The Allegorical Nature in Young Goodman Brown
Nathaniel Hawthorne is notable for his works that portray the darkness hiding behind the images of goodness rooted into Puritan society during the 17th century. Hawthorne's image of hidden darkness is emphasized in “Young Goodman Brown,” as a short story published in 1835, about a Puritan man who sets out on an unknown journey only to come to the realization that everyone he knows has sinned in one way or another, causing him to question the righteousness of the people around him. The allegorical nature of Hawthorne’s work is evident in his symbolism throughout the story to ultimately expose the true weakness in humanity.

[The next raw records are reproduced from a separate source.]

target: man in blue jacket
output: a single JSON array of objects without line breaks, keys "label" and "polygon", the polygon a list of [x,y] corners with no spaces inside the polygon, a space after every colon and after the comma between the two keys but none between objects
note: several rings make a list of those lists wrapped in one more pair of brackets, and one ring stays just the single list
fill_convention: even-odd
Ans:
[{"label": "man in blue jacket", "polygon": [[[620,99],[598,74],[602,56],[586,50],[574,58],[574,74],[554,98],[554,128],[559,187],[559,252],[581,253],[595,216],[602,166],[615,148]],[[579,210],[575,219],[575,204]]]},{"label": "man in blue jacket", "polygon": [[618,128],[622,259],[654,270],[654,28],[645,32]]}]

Hawthorne uses symbolism to show the meaning hidden behind Young Goodman Brown, Faith, and Goody Cloyse. The story begins when a Young Goodman Brown is about to undertake in his unknown journey. His name, although very simplistic, has a deeper allegorical meaning. Young is meant to show that he is somewhat a susceptible man who has yet come to fully realize the world that he exists in because he still believes everybody to be innocent and moral like he is. Goodman is used to represent the pride that Goodman Brown has in himself, believing himself to be a righteous and pure man. Also, the Brown in the character’s name represents the commoner who is no different from anyone else. Altogether, Young Goodman Brown portrays the normal youthful man who believes in the purity of his mind and body, much like every man during his era. Goodman Brown’s wife, Faith, represents the goodly wife who serves as Goodman Brown’s faith in God and goodness. When Goodman Brown arrives 15 minutes late to embark upon his journey, he declares, “Faith kept me back awhile.” (Hawthorne 608) Faith’s name is used ambiguously throughout the story as both the faithful wife and Goodman Brown’s faith in goodness that serves as a shield to protect him from the evils of the world. Although interpreted literally, Brown’s reason for...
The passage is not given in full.